From superfoods to hot yoga, probiotics to cupping, society’s obsession with health has spawned many interesting (see: questionable) trends and cure-alls. While fad diets and products are not a new invention by any means (see: healthy cigarettes and the nicotine diet), the internet has amplified marketers’ messaging and ease of sale.

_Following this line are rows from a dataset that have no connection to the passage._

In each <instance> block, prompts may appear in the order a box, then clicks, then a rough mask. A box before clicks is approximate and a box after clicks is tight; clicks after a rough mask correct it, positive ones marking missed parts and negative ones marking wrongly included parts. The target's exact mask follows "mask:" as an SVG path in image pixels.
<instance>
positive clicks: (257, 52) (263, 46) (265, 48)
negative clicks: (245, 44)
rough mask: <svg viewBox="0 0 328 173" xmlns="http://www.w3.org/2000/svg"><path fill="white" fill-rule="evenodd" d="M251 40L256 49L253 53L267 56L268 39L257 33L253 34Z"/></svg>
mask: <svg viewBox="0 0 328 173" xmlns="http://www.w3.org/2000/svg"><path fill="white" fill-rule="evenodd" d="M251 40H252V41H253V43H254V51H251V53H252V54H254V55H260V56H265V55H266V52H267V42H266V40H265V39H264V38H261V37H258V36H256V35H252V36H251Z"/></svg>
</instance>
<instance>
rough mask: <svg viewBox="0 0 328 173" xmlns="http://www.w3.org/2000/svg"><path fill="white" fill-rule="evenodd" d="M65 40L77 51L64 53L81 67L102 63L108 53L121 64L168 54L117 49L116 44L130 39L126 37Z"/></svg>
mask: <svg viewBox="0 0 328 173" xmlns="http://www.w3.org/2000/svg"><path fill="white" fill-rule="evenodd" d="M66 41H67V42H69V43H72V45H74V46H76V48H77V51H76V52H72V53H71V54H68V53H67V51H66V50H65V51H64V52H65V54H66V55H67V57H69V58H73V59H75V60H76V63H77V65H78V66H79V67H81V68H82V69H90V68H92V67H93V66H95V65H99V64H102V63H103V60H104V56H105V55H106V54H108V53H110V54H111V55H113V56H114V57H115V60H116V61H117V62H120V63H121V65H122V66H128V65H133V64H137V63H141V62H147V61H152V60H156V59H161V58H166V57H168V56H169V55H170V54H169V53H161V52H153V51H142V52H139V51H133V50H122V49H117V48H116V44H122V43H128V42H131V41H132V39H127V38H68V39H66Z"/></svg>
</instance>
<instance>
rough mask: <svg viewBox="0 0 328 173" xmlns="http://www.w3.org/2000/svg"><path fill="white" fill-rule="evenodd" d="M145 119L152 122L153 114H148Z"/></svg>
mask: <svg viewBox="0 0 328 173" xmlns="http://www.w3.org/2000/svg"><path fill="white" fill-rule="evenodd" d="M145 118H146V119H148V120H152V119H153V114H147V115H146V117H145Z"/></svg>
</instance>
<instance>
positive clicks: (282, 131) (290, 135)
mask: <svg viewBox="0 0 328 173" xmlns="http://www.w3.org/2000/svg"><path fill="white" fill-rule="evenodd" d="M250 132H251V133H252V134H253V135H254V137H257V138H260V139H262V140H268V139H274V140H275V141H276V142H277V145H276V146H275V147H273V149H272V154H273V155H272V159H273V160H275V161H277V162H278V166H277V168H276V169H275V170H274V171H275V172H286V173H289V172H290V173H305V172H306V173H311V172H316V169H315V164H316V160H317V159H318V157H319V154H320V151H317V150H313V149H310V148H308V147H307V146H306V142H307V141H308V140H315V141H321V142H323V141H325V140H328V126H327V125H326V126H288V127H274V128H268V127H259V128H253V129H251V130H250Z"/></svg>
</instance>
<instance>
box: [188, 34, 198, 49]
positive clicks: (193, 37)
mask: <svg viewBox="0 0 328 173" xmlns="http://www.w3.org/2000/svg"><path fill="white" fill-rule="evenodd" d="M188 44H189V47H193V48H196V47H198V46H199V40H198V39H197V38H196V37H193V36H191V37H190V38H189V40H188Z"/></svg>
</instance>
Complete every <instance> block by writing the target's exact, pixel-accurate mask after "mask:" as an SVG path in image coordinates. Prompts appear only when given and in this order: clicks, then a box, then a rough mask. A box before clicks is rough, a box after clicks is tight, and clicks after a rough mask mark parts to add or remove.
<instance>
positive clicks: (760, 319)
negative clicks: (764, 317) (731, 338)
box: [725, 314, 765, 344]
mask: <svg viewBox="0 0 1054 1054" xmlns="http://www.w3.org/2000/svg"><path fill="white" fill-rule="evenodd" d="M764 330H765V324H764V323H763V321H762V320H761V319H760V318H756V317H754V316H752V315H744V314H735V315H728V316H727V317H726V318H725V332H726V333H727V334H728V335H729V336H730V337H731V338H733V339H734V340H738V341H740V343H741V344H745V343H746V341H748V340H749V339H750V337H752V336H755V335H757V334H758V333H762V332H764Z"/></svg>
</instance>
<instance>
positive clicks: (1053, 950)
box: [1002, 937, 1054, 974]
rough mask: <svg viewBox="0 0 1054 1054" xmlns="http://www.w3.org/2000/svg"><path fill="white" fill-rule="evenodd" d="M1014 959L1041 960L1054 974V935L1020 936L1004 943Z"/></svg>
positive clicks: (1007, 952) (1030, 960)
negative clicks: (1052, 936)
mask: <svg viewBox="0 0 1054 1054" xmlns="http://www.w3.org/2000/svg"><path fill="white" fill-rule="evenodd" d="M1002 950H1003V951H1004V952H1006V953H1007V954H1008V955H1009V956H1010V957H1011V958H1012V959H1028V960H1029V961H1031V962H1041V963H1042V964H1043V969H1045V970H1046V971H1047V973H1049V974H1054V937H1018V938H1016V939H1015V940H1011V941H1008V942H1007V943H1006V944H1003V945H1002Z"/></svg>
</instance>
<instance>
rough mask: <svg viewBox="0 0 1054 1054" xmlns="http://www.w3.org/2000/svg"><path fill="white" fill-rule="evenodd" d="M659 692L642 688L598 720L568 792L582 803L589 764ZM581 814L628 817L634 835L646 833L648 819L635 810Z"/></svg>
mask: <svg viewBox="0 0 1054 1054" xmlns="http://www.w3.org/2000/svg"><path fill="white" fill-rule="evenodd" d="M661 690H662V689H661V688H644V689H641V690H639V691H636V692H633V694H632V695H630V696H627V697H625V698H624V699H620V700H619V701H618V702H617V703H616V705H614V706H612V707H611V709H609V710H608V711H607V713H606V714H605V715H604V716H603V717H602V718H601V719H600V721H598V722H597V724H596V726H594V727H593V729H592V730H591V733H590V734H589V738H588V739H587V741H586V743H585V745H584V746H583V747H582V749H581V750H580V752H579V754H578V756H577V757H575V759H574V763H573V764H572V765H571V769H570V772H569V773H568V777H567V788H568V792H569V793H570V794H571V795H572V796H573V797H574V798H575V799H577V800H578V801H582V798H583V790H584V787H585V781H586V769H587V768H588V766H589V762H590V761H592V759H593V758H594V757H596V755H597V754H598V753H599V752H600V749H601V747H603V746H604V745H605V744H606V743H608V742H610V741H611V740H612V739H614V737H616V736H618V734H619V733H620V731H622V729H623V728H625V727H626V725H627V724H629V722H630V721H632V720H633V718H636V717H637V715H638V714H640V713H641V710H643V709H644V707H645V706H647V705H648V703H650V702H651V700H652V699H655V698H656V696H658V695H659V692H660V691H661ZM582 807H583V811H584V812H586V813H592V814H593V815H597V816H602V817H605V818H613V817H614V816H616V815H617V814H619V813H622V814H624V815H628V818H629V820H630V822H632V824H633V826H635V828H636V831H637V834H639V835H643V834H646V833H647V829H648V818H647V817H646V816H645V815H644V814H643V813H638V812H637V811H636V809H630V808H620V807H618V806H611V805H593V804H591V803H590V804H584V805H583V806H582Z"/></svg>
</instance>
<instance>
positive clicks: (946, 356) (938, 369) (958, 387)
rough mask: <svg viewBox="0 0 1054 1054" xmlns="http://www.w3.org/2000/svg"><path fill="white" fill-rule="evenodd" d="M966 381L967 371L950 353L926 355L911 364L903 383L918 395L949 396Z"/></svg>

With more options than ever when it comes to living our best, healthiest life, many turn to doctors and medical professionals for recommendations and guidance, such as with Dr. Baer, the licensed endocrinologist, revered medical TV show host, and central figure of Eliza Clark’s World premiere comedy Quack—onstage at the Kirk Douglas Theatre October 21 – November 18, 2018. Though we usually leave it to Dr. Baer when it comes to counselling his audience on the latest tips and trends, since his schedule has been tumultuous lately, we’ve compiled a few current fads that might pop up on his audience’s radar.

Cabbage Soup Diet

As one might guess by the name, the cabbage soup diet isn’t a new hip fad by any means. Having come in and out of vogue periodically over the last several decades, the diet calls for exactly what you’d think: eating predominantly cabbage soup for what’s usually a seven-day period. Marketed as a quick trick for losing a few pounds, the overall consensus among the medical community is the diet doesn’t promote sustainable weight loss, can lead to malnutrition, and perhaps tops the list for overly restrictive diets. Bottom line: there are better and far tastier options for those looking to eat healthy.

Activated Charcoal

If you happen to spot someone sipping a glass full of what looks like squid ink, there’s a good chance that person is enjoying(?) an activated charcoal drink. From lemonades and smoothies to toothpastes, adding activated charcoal—a super-heated, more processed form of the same stuff you put in barbecues—has become a popular go-to remedy for detoxes and digestive issues. While the absorptive quality of activated charcoal is used in medical procedures to treat poisonings, research shows the purported benefits are at best overstated, while regular consumption may have inadvertent side effects, including the charcoal potentially absorbing nutrients and vitamins that your body uses. Maybe best to just stick to regular lemonade…

Ear Candling

While the name of the procedure may bring some people back to a particular scene in Shrek, ear candling involves burning candles near one’s ear to try and remove earwax. These special hollowed candles are meant to create suction and/or use heat to clear wax from the ear canal. If trusting a lit candle—and by extension anyone handling that candle—so close to your face for the sake of clean ears makes you nervous, no need to worry; the consensus from researchers is that the candles don’t actually clear your ears. And tests have shown that, unsurprisingly, the waxy debris that is found within the candle after use is not in fact ear wax, but melted wax and gauze from the candle itself. Who’d have guessed?

Raw Water

For some, the recent push for less-processed, more back to nature foods has shifted to include our most important survival resource: water. For those of a more discerning and/or skeptical palette, raw water—unfiltered, untreated water from natural springs and sources—is now a convenient, though royally expensive, option. While many regions throughout the country may have valid concerns about tap water due to aging infrastructure, most health professionals argue the potential risks of drinking untreated water far outweigh any potential benefits. On the other hand, proponents of raw water often provide alternative, sometimes questionable arguments, as one seller explained to The New York Times: Call me a conspiracy theorist, but [fluoride’s] a mind-control drug that has no benefit to our dental health. No comment.